Avoiding the Coffin Ships: A Church’s Need to Engage

Recently, I stood at the base of Crough Patrick, a pilgrimage site on the coast of Western Ireland. There, the National Famine Memorial commemorates the deaths of over 1 million Irish citizens and the famine that sent another 1 million immigrants to the United States between 1846 and 1849.  The memorial is a ghost ship or a three-masted coffin ship in swirling skeletons.  It is graphic reminder of the failure of a nation or an empire to feed its people.

Famine is something I have always cared about but seldom had the opportunity to engage.  It has always been too big or too distant to get my head and my heart around.  However, recently, a client of ours decided to make a response to the famine in the Horn of Africa and in Kenya.  I was asked to facilitate the planning and then help coordinate the plan’s implementation.  Because of our strategic approach, we don’t do these activities from the safety or security of our Washington office, much to the chagrin of many of our sponsors.  We get on the ground; we interview people; we talk to government officials; and we watch how systems respond or fail to respond.  We try to get a feel for the realities of a crisis and then formulate our plan.  This experience has put a human face to a big word – FAMINE.

Famine is not a shortage of food but the failure to adequately distribute food and to create acceptable market conditions for people to access food.  Economists and governments have begun classifying famines into three categories:  political, economic, and environmental.   Thomas Keneally, who gave us the book, The Shindler’s List, in his somewhat controversial work, Three Famines, said that in the famines he studied (Ireland, Bengal, and Ethiopia) the “mindsets of governments, racial preconceptions and administrative incompetence were more lethal than the initiating blights, the loss of potatoes or rice or livestock or the grain named teff.”

Our most recent example of this complex analysis is the famine that has emerged out of Somalia.  Originally political compounded by a severe drought and the loss of livestock, it has become an economic tool to keep Somalia divided.  The victims, unfortunately, are not the politicians or the hundreds of NGOs responding to the crisis, but the millions of people making their way across land bridges that promise some kind of safety and security.  Dadaab, in eastern Kenya has become the largest refugee camp in the world and the third largest city in Kenya.  These refugees are escaping a famine that is political and environmental.

Now the numbers:  1.4 billion people are living in extreme poverty and about 950 million people are going to bed each night hungry.  Every day 16,000 children die from starvation – that is one every 5 seconds.  The World Bank estimates that the spike in global food prices in 2008 and the subsequent recession of 2010 has pushed an additional 100 to 150 million people in to poverty.  This reality has defined civilization over decades if not centuries.  In the 21st Century, excuses are obsolete.

As a person of faith, I struggle with what our response should be and how we should engage this burning issue.  Faith community responses usually find themselves at the end of the continuum of responses when dealing with global famine – we organize food distribution programs. While necessary, this activity has somehow absolved us of our responsibility in prevention. We need to be on the prevention side of the continuum and not chasing the problem with garden hoses  of food aid that feed a person for a day, a week, or a month if they are lucky.
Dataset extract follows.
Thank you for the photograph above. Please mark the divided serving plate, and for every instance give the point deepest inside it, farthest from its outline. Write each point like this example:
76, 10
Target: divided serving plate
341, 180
To be sure, faith communities have often led in crisis response and sometimes have been the only groups to actually show up.  Global faith organizations such as Bread for the WorldWorld VisionWorld Relief, and Catholic Charities raise awareness and seek to influence policies within nations either causing the famine or they often become a resource for a solution to famine. Smaller faith communities such as Nazarene Compassionate Ministries cannot simply relegate the policy work to these global faith organizations.  Whatever the reason, either because they believe they lack expertise to engage in these conversations or are content to allow these organizations to represent us, the membership within the Church is more sophisticated about these issues than previously imagined.  While we don’t need to duplicate efforts, we stand to benefit by taking our own initiative and promoting action that prevents famine.  Local churches and compassionate ministry efforts in nations impacted by famine raise the flag of hope when we engage in these issues.  It shows leadership. We can engage on the policy level and we should be asking ourselves these questions:

  • How do governments distribute food during a crisis?
  • Do we support local commodity markets when supplying food and nutritional supports?
  • Do we promote sustainable agriculture and water projects?
  • Do we evaluate and measure impact when we commit hundreds of thousands of dollars to address famine?
  • Do we understand and then promote democracy and civic participation in the activities of government?  There has never been a famine in countries engaged in creating and supporting democratic institutions.
  • Given the global impact of famine and the reality that over 13 million people in the Horn of Africa and Kenya alone are involved in famine or drought, can we not organize a famine relief task force to explore ways to engage at the policy level while responding the urgency of the immediate crisis?

While I have been working largely in the context of Nazarene Compassionate Ministries, this analysis applies to most congregational or denominational engagement throughout Christendom. It is vital that we show up to respond to the urgent need for food – however, our need to respond in these situations can be enhanced by showing up to affect policies that contribute to famine.